Lymph node involvement, observed in 87% of cases, is the most common clinical feature of RDD. Typically presenting as bilateral, painless cervical lymphadenopathy, it can also involve mediastinal, inguinal, or retroperitoneal lymph nodes. In our patient, significant lymphadenopathy was observed in multiple regions, including cervical, mediastinal, axillary, and submandibular lymph nodes. General symptoms such as fatigue, fever, and weight loss – frequently reported in RDD – were prominent features in this case. Laboratory findings, consistent with the literature, showed increased ESR, polyclonal hypergammaglobulinaemia, elevated ferritin, and leucocytosis [4, 5].

Extranodal involvement, seen in over 40% of RDD cases, is diverse, with common sites including retro-orbital tissue (11%), nasal cavity (11%), skin (10%), bones (10%), central nervous system (5%), and salivary glands. In our patient, extranodal lesions were identified in bones and salivary glands, aligning with reported sites of involvement [2, 4]. Bone lesions, such as those observed in this case, can affect various bones, including the tibia, femur, clavicle, and skull. Radiographically, the lytic, multiloculated, and well-defined lesions with sclerotic borders in our patient matched typical imaging findings in RDD [6]. While lymph node involvement often accompanies bone lesions, the extent of lymphadenopathy in this case further complicated the diagnostic process, highlighting the complexity of RDD presentations [7].

The differential diagnosis in this case was particularly challenging. Elevated IgG4 levels, combined with systemic symptoms and lymphadenopathy, initially raised suspicion for IgG4-RD. The improvement with glucocorticosteroids was consistent with this diagnosis; however, bone lesions and chronic fever are exclusion criteria for IgG4-RD [8]. Histopathologically, differentiation between RDD and IgG4-RD requires detailed analysis because IgG4+ plasma cells are often present in RDD, but the IgG4/IgG ratio remains < 40%, and storiform fibrosis, a hallmark of IgG4-RD, is absent [9]. A detailed differential diagnosis between these 2 conditions is highly complex and extends beyond the scope of this paper [2, 10]. Erdheim-Chester disease (ECD) was another consideration due to the patient’s age, male gender, and osteosclerotic bone lesions.

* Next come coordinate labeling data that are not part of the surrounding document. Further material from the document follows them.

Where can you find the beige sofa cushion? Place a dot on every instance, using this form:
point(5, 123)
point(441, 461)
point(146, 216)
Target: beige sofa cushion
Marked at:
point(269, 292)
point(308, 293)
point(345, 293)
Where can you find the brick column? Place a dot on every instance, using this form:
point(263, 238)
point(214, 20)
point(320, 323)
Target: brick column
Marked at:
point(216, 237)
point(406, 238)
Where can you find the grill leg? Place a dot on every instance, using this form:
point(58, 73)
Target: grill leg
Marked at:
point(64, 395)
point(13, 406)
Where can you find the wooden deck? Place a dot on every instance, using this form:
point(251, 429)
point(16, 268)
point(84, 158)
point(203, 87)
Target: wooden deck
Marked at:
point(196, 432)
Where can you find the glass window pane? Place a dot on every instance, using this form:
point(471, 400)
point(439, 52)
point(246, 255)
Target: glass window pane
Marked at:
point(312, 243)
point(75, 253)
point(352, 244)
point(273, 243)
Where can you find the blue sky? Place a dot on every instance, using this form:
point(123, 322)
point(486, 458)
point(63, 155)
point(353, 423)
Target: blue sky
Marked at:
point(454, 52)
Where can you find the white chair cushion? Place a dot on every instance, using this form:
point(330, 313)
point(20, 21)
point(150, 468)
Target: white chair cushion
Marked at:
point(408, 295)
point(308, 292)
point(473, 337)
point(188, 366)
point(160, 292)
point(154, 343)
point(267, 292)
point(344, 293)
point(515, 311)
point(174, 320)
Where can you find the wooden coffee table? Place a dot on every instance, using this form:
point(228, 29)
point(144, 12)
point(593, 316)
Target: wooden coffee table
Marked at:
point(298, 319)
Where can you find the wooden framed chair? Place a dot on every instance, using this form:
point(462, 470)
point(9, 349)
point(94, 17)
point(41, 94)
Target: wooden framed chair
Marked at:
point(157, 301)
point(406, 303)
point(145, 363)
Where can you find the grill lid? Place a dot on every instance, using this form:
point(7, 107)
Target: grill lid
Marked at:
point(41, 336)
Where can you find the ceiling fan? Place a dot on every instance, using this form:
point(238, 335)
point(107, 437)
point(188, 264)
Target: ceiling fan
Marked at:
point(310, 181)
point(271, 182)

Metabolically active skeletal lesions and raised CRP levels further suggested ECD. However, lymphadenopathy and chronic fever are not typical for ECD [11]. Histopathological evaluation showed key distinguishing features, such as the absence of Touton giant cells and positive S-100 expression by histiocytes, ruling out ECD [12]. Langerhans cell histiocytosis was considered due to osteolytic bone lesions, particularly in the skull and vertebral bodies. However, the lack of CD1a and CD207 expression, which are characteristic markers of Langerhans cell histiocytosis, definitively excluded this condition [13]. Additional features, such as dense plasma cell infiltrates in RDD and the absence of an eosinophilic component, further differentiated the two [2]. A summary of the immunophenotype of histiocytes in these diseases is provided in Table 2 [2, 12, 13]. Generalised symptoms, such as weakness, fever, and weight loss, combined with metabolically active skeletal and lymph node foci, initially raised suspicion of disseminated prostate carcinoma. However, the PSA level was not significantly elevated, and the prostate biopsy was negative for malignancy.

This case adds to the growing body of evidence supporting the successful use of MTX in the treatment of RDD. While glucocorticosteroids initially alleviated symptoms, MTX represents a promising option for systemic cases. The patient’s favourable response to MTX highlights its therapeutic potential and aligns with other reports of its efficacy [14].

Conclusions

This case highlights the diagnostic complexity of RDD, which presents with diverse clinical manifestations and can closely mimic malignancies, IgG4-related disease, and other histiocytoses. Achieving an accurate diagnosis requires a multidisciplinary approach, combining clinical assessment, advanced imaging, and detailed histopathological and immunophenotypic analyses. Moreover, this report adds to the growing evidence supporting the successful use of antimetabolites as an effective treatment option for systemic RDD.